For its heavily asynchronous web applications to run better on a browser, Google acknowledged the browser needed to be redesigned from the ground up. It could’ve asked Mozilla to comply, and most likely it would have been rejected by Mozilla. Instead, it did the heavy lifting itself.

Much of the industry is now scrambling to try and figure out the Microsoftian threat Google poses. On the surface, Google is trying to redefine your window to the internet. When you consider how it deals with memory and how it protects your processes, it is, for all intents and purposes, the first successful combination of browser and operating system.

That said, how much of a threat can Google be if I (or you, or your neighbor) can jump in and write code for it? Releasing it under the BSD license, and even encouraging Internet Explorer and Firefox to steal code directly from the source, proves that Google wants nothing other than the capability to make their online properties more powerful. Google co-founder Larry Page sees Chrome as a way to increase competition and empower innovation in the long run.

“If there was only one choice [of browser], there wouldn’t be a lot of innovation out there,” Page proclaimed at a Chrome presentation Tuesday. “The web is really our connection to you, so it’s really important to us”

Sergey Brin, Google’s other co-founder, agrees: “Our business does well if there is a lot of healthy web usage … Our business does well if [people] are using the web and the internet a lot.
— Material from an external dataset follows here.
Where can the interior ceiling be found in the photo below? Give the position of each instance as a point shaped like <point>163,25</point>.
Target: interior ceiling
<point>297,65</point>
Any usage of the internet through Chrome is a business win for us.”

The Chrome release and the way it treats web pages as applications is so innovative, it might have jumped years ahead of iterative advances from current browser offerings. It changes the game.

To the competition’s advantage, users may be slow to flock to Chrome. However, once they take it for a test drive, the speed of AJAX applications alone will set the bar high. It puts some heavy pressure on the browser competition to catch-up overnight.

Apparently, Mozilla developers were given an early peak at Chrome prior to the launch. How did it go? I’m sure the thoughts of threats swimmed in the minds of Firefox developers who have been working very hard on advancing browser technology for the last five years. Luckily, when you put any group of engineers together, the one common bond is on the coolness of technology. It wouldn’t be a surprise if the Firefox drawing board looks a little different today.

In fact, it wouldn’t be a surprise if it didn’t start incorporating the groundbreaking work done on the Chrome and V8 source — something Chrome developers want badly. They’re eager for this technology to hit the street, and they don’t care too much how it gets there.

What Internet Explorer will do with this information is anyone’s guess. Their closed source browser sports some definite “me too” functions and is advancing in speed, but Microsoft has real potential to incorporate the Chrome multi-processing technology in its Windows operating system. More likely, Microsoft will take the ideas and develop its own counter attack, however slowly it may take.

There is one fact with literally no doubt — the web has become a whole lot faster, more powerful and mind-numbingly fast overnight.